Following a preliminary study on food allergy safety and preventive work in the country, The Swedish Food Agency (Livsmedelsverket) and the Swedish National Board of Health and Welfare (Socialstyrelsen) have proposed, based on their findings, concrete measures to make food safer for Swedes with food allergies, which includes the development of a national strategy.
According to Livsmedelsverket, more than 100,000 people in Sweden have some form of food allergy. However, approximately 10 percent of food companies provide incorrect information about allergenic ingredients. To address this, Livsmedelsverket and Socialstyrelsen were commissioned by the Swedish government in August 2022 to carry out a preliminary study about how preventive work in the area of food allergies could be developed, and how people with food allergies could be better protected.

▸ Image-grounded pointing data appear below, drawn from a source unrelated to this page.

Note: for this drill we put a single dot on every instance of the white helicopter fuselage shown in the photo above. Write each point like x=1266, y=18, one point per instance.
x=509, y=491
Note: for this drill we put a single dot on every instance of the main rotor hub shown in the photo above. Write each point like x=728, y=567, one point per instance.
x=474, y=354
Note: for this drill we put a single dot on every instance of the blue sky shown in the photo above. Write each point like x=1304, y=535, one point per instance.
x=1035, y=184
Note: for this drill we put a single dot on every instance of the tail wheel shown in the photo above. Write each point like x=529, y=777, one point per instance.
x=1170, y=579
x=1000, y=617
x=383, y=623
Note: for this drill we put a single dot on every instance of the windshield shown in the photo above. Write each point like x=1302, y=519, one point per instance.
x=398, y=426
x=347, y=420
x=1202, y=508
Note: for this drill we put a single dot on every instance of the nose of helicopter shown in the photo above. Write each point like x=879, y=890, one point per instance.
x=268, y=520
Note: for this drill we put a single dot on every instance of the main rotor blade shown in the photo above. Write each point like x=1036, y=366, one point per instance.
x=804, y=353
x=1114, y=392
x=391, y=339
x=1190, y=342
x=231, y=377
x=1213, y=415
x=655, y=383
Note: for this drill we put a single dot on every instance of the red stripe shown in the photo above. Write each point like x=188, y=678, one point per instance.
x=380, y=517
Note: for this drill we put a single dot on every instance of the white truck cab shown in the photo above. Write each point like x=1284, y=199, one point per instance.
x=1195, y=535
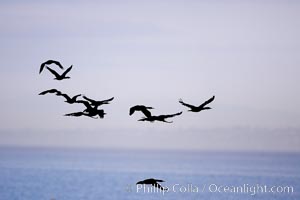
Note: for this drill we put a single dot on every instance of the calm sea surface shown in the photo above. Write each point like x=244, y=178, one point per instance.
x=38, y=174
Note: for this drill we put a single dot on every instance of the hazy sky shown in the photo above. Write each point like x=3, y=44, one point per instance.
x=246, y=53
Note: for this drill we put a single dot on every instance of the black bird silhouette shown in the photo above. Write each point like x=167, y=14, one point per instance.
x=161, y=118
x=49, y=62
x=50, y=91
x=100, y=113
x=142, y=108
x=198, y=108
x=62, y=76
x=92, y=111
x=98, y=103
x=154, y=182
x=69, y=99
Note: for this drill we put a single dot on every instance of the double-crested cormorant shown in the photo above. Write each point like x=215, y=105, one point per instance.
x=93, y=115
x=49, y=62
x=91, y=111
x=154, y=182
x=198, y=108
x=69, y=99
x=98, y=103
x=58, y=76
x=142, y=108
x=161, y=118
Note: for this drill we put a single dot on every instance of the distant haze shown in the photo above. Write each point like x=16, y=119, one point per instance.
x=246, y=53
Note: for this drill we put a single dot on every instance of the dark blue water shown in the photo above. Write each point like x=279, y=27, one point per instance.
x=37, y=174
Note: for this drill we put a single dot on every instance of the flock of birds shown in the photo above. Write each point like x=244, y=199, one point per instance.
x=91, y=107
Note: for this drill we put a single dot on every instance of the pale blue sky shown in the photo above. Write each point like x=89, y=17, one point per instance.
x=247, y=53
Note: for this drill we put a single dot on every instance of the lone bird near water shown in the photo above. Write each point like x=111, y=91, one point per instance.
x=50, y=91
x=161, y=118
x=142, y=108
x=154, y=182
x=62, y=76
x=198, y=108
x=49, y=62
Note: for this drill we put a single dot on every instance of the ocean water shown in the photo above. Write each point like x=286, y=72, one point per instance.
x=79, y=174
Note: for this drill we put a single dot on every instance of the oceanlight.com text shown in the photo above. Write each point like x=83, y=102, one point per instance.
x=214, y=188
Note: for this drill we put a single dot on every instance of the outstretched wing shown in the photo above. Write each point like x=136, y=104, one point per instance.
x=42, y=67
x=64, y=95
x=172, y=115
x=49, y=91
x=107, y=100
x=187, y=105
x=146, y=112
x=88, y=99
x=75, y=97
x=58, y=64
x=53, y=72
x=85, y=103
x=208, y=101
x=75, y=114
x=67, y=71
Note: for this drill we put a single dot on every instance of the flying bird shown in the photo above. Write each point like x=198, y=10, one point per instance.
x=50, y=91
x=68, y=98
x=161, y=118
x=62, y=76
x=49, y=62
x=98, y=103
x=153, y=182
x=92, y=111
x=198, y=108
x=79, y=114
x=142, y=108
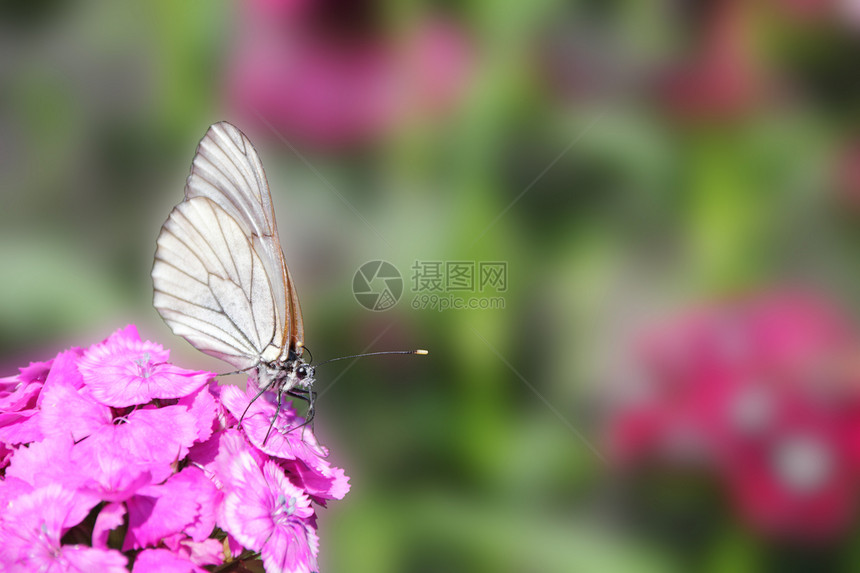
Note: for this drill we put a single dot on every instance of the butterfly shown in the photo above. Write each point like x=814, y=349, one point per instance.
x=220, y=280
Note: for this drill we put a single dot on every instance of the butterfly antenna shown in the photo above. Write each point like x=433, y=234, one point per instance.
x=419, y=351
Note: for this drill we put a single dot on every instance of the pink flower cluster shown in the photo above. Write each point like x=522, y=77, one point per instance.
x=764, y=396
x=111, y=459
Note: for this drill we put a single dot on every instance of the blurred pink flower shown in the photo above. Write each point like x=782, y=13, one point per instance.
x=759, y=392
x=326, y=72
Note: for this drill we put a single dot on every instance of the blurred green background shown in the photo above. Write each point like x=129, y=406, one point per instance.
x=623, y=158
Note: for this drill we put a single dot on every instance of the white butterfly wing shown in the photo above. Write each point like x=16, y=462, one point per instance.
x=220, y=278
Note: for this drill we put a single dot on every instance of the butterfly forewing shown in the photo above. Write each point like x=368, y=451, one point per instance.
x=219, y=275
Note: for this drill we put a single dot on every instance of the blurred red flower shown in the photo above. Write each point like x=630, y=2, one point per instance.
x=329, y=73
x=762, y=394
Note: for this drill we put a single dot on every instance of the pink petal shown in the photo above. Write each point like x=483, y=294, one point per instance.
x=157, y=511
x=286, y=440
x=157, y=435
x=19, y=395
x=39, y=518
x=291, y=549
x=203, y=408
x=64, y=370
x=65, y=410
x=46, y=462
x=110, y=471
x=20, y=427
x=36, y=371
x=87, y=559
x=206, y=552
x=110, y=517
x=207, y=497
x=322, y=481
x=125, y=371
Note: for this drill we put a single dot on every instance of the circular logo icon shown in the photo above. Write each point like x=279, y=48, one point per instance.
x=377, y=285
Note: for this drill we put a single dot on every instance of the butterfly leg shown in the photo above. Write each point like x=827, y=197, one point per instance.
x=308, y=396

The recently published findings of the study highlight the need for new knowledge and additional authorities, suggesting several courses of action:
- For Livsmedelsverket and Socialstyrelsen to draw up a national strategy that identifies areas that require coordination and clarify the responsibilities of different authorities
- For the Swedish Agency for Health Technology Assessment and Assessment of Social Services (SBU) to produce a systematic literature review that provides an overview of existing evidence and knowledge gaps in the field of food allergy healthcare and control
- For Socialstyrelsen, based on SBU’s literature review, to produce education on food allergy reactions for the healthcare sector
- For the Swedish government to allocate resources to Livsmedelsverket to develop and execute a strategic plan that includes: designing effective agency communications with those who have food allergies, expanding the agency’s capacity for continuous scientific assessment of allergens and allergenicity of new foods, identifying how to improve reporting for unexpected allergic reactions, and promoting the early introduction of allergenic foods to children based on current science.